Так вот, привязывали оленей и всей гурьбой принимались за костер. Дров и воды надо как-то набрать: снег-то мерзлый, затвердел за ночь; наломать веток на подстилку. Распаковывали нарты, чтобы достать посуду, продукты. На уложенные ветки стелили оленьи шкуры, чтобы на них сидеть и спать до позднего вечера.
Чтобы все сытно поели, пастухи-провожатые варили какой-нибудь густой суп из мяса или тушенки с крупой. Иногда по пути стреляли куропаток.
Приезжали мы в стада, когда отел оленей был в самом разгаре. Интересно и шумно в стаде.

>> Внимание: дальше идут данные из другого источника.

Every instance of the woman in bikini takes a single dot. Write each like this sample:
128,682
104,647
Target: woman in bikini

Телят много, всех мастей: белые, серые, пестрые, смолисто-черные, желтые, как евражки... А потом, с возрастом, расцветки у многих оленей тускнеют и смотрятся уже не так ярко и красиво, как в младенчестве.

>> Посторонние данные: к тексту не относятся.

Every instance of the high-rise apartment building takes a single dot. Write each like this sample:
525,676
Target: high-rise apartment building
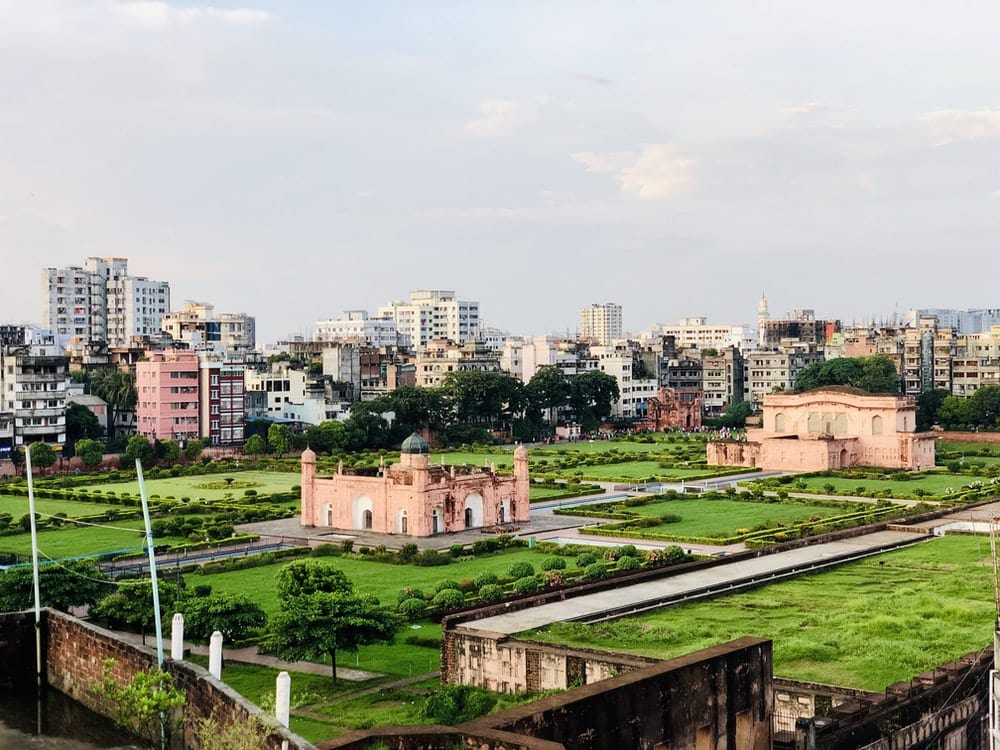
432,314
601,323
356,327
198,325
32,396
100,304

Белые куропатки в основном добывались в зоне лесотундры, различными самоловами, в первую очередь волосяными петлями. |
В ту весну в очередной наш приезд к отцу на летние каникулы (я тогда уже перешел в пятый класс) отец сказал, что я могу иногда ходить в ночное дежурство. Перед заходом солнца мы на широких лыжах уходили с отцом на дежурство. Днем-то становилось тепло, солнце хорошо пригревало, и снег таял интенсивно.
На отрогах повсюду появились обширные пятна оголенной земли. Когда смотришь с вершины сопок на ленты речек и ручейков, то видишь, что снег по их руслам позеленел. Значит, скоро эти речки вскроются и каждая из них потечет по своей вековой «тропе» в неведомую даль.
В нашу смену мы брали с собой котомку, в которую клали алюминиевый котелок: в нем и чай кипятили, и мясо иногда варили… Кроме чая брали отварное мясо, немного лепешек, но чаще всего — бурдук: прожаренную на внутреннем жире оленя муку. Бурдук заливали чаем и пили как кашицу. Вкусная и сытная еда для пастухов и охотников.
После чая с бурдуком и на морозе согреваешься. Часто я засыпал у костра, но обычно уже на рассвете, когда повсюду начинали кричать куропатки-тэкчака. Тэкчака, горная куропатка, мельче речной — тырын — и спокойнее: человека подпускает близко. В поисках корма олени разгребают снег, чтобы добраться до ягеля.
В нарытых ими ямах снег быстро тает на солнце, образуются проталины, в которых можно найти и замерзшую с осени шикшу, и бруснику, а то и голубика попадется, травинки какие-то, чем куропатка может питаться.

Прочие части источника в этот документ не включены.